I remember rather enjoying this 2002 film adaptation of The Importance of Being Earnest at the time, though I hadn’t seen it on stage before then I don’t think and so on re-watching it now, I can’t say I am as inclined to be as forgiving about it. Oliver Parker’s film seems so determined to put his own stamp on Wilde’s sparkling humour, assumedly to make it relevant to modern audiences, that he somewhat loses sight of what makes Wilde’s work such the joy that it is.

The tight three-act structure of the play is completely exploded with chase sequences, hot air balloon rides, money collectors, infuriating fantasy sequences and trips to tattoo parlours sending the film sprawling over too many locations. Clearly the opportunities offered by film mean the constraints of theatre are no longer applicable, but in not a single case do any of these innovations actually work with the story. They simply dull the sharp blade of Wilde’s wit, indeed Julian Fellowes’ screenplay excises whole chunks of it, and it is most certainly not a fair swap.

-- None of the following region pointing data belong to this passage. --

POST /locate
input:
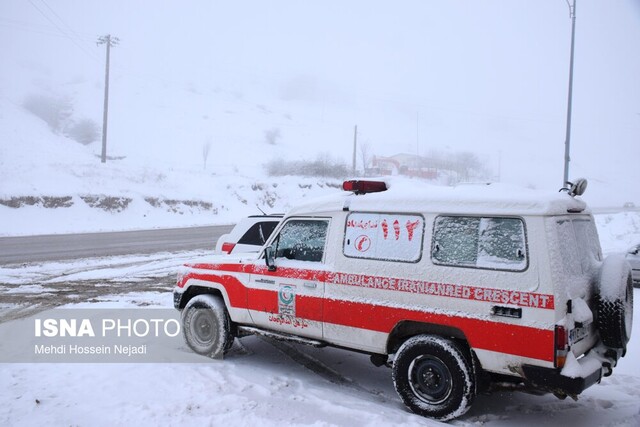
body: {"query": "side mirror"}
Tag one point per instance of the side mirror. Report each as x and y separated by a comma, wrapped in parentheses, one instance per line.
(270, 257)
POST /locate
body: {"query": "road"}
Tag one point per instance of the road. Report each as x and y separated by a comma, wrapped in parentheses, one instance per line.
(58, 247)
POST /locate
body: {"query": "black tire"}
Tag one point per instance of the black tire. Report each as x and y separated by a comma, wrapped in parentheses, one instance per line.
(206, 326)
(434, 377)
(615, 302)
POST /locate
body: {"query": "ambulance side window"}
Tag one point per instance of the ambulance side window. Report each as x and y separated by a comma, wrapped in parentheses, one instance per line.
(494, 243)
(302, 240)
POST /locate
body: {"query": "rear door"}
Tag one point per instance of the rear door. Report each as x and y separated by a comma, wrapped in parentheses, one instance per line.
(289, 299)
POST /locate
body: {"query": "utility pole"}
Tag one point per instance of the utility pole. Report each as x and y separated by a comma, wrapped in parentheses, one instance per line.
(109, 41)
(355, 142)
(567, 141)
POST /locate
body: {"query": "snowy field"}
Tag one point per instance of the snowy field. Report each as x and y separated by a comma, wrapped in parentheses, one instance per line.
(259, 382)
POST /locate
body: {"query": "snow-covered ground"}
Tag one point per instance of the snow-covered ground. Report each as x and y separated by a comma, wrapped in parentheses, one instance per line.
(259, 382)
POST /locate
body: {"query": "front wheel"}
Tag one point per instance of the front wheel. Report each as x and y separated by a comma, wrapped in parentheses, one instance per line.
(206, 326)
(434, 377)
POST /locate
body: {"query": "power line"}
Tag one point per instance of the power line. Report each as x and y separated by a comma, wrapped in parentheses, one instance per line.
(110, 42)
(63, 32)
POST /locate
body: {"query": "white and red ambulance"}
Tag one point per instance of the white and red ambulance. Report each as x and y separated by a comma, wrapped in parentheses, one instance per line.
(457, 289)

On the plus side is a top-notch cast who are largely on top form. Rupert Everett relishes the loucheness of Algy and Colin Firth is surprisingly well-suited to the slyer humour of Jack Worthing, Frances O’Connor makes an appealingly fresh Gwendolen and if Reese Witherspoon is a tad overly mannered, she is not helped by constantly having to stop for Cecily’s fantasies to be enacted. Dame Judi Dench’s Lady Bracknell has somewhat less of a prickle about her – the infamous handbag line is nicely dealt with in a breathy exhalation – and Anna Massey and Tom Wilkinson bring their customary class to the would-be lovers of Prism and Chasuble. 

West Wycombe Park in Buckinghamshire makes a fine stately home for the setting of Jack’s country pile and there’s a lovely little cameo for Finty Williams as Lady B in her youth, and it isn’t that bad in the end, I have to give my younger self a little credit. But knowing the play as I do now, it does not really rank as a strong adaptation. This is epitomised in the final scene with sweeping music playing over Prism’s revelations making them incredibly mawkish where one ought to be laughing; a cheeky late addition which recasts the final lines of the play suggests the kind of clever wit that should have been brought to bear throughout all of the film.